As for your second question, I feel that you misinterpreted the author. It is certainly true that on applying the $H$ gate on $|0\rangle$ or $|1\rangle$ you would get the states $|0\rangle$ and $|1\rangle$ with equal probabilities. But the underlying idea is this: let $q$ be a qubit in the circuit given in the paper. Let $m$ many gates are applied on $q$. For some $k\le m$, see that if only the first $k$ gates actually transform the state of $q$ (by some rotation) and if for the rest of the $m-k$ gates $q$ just acts as a control qubit, then the last $m-k$ gates cannot change the state of $q$. So, if the probability of obtaining $|0\rangle$ on measuring the qubit $q$ as $|0\rangle$ was $p$ before applying the last $m-k$ gates, then even after applying the $m-k$ gates, the probability of obtaining $|0\rangle$ on measuring $q$ remains $p$. The author then uses this fact and uses the measured outcomes to control the other gates. An example might help understand. Take, for instance, the following three qubit circuit:

GHZ Circuit

In this circuit, $q_0$ gets rotated in the first gate and just acts as a control qubit for the next two gates. Now notice that if you were to measure $q_0$ just after the first gate, you would get $|0\rangle$ and $|1\rangle$ with equal probabilities. But if you measure $q_0$ after all the gates have been applied, the probabilities of obtaining $|0\rangle$ and $|1\rangle$ still remain the same.
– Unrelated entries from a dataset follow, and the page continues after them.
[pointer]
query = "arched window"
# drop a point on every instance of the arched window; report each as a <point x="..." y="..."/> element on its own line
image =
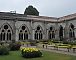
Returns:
<point x="38" y="33"/>
<point x="23" y="33"/>
<point x="51" y="33"/>
<point x="6" y="32"/>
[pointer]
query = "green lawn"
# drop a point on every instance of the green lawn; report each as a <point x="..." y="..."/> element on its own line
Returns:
<point x="16" y="55"/>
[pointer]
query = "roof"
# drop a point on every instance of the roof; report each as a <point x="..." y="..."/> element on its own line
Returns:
<point x="9" y="15"/>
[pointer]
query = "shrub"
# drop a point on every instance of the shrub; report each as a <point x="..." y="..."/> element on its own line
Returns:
<point x="4" y="50"/>
<point x="14" y="46"/>
<point x="30" y="52"/>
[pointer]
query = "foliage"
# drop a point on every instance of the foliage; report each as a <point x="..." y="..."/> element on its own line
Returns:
<point x="31" y="11"/>
<point x="4" y="50"/>
<point x="33" y="43"/>
<point x="14" y="46"/>
<point x="30" y="52"/>
<point x="15" y="55"/>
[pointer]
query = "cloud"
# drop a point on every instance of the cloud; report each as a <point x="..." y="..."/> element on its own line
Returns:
<point x="45" y="7"/>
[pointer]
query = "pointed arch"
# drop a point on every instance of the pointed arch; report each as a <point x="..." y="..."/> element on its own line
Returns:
<point x="51" y="32"/>
<point x="6" y="32"/>
<point x="38" y="33"/>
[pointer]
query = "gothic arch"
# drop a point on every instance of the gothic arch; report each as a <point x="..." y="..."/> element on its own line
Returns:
<point x="38" y="33"/>
<point x="51" y="32"/>
<point x="6" y="32"/>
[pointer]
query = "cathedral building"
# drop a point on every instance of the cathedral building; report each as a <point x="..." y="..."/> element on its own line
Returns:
<point x="20" y="27"/>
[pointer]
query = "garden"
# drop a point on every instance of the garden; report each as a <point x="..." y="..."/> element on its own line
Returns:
<point x="14" y="51"/>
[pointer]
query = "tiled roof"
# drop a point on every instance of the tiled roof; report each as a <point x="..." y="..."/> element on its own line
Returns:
<point x="9" y="15"/>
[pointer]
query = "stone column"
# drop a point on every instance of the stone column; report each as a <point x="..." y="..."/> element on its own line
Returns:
<point x="14" y="31"/>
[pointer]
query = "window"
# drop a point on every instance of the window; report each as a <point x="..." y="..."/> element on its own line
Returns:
<point x="6" y="32"/>
<point x="51" y="33"/>
<point x="23" y="33"/>
<point x="38" y="33"/>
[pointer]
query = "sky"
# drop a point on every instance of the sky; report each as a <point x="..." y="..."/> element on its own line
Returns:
<point x="51" y="8"/>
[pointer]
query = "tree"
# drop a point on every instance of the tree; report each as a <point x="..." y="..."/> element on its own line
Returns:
<point x="30" y="10"/>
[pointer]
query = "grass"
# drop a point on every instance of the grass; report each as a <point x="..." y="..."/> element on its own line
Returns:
<point x="16" y="55"/>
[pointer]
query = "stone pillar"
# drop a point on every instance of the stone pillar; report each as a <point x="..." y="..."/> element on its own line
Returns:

Next, notice that the output of this circuit is $|\psi\rangle = \frac{1}{\sqrt{2}}(|000\rangle + |111\rangle)$. So you get the states $|000\rangle$ and $|111\rangle$ with equal probabilities on measuring all the qubits of the circuit after all the gates have been applied. Now, on the other hand let us first measure the qubit $q_0$ just after $H$, then apply an $X$ gate to $q_1$ and $q_2$ only if the measured outcome of $q_0$ is 1 and then measure the qubits $q_1$ and $q_2$. Now, if the measurement of $q_0$ yields $|0\rangle$ then the other two gates have no effect on $q_1$ and $q_2$. So after the final measurement, the complete measured state would be $|000\rangle$. Similarly, if the measurement of $q_0$ yields $|1\rangle$ then the other two gates flips the qubit state in $q_1$ and $q_2$. So after the final measurement, the complete measured state would be $|111\rangle$. Now, if you perform this for some $d$ times, then for an expected $d/2$ times you obtain $|0\rangle$ during the first measurement and so obtain $|000\rangle$ as the final measurement and for an expected $d/2$ times you obtain $|1\rangle$ during the first measurement and so obtain $|111\rangle$ as the final measurement. Now, see that in both the cases, you obtain the same probability distribution. But in the first case we use two two-qubit gates but in the second case, we use no two-qubit gates. So irrespective of whether you measure a qubit after all the gates in a circuit or whether you measure a qubit just after all the rotations on it have been applied, the output probability distribution turns out to be the same. This is the idea that the author tries to convey and use in constructing the single-qubit-gate-only QFT implementation in the paper.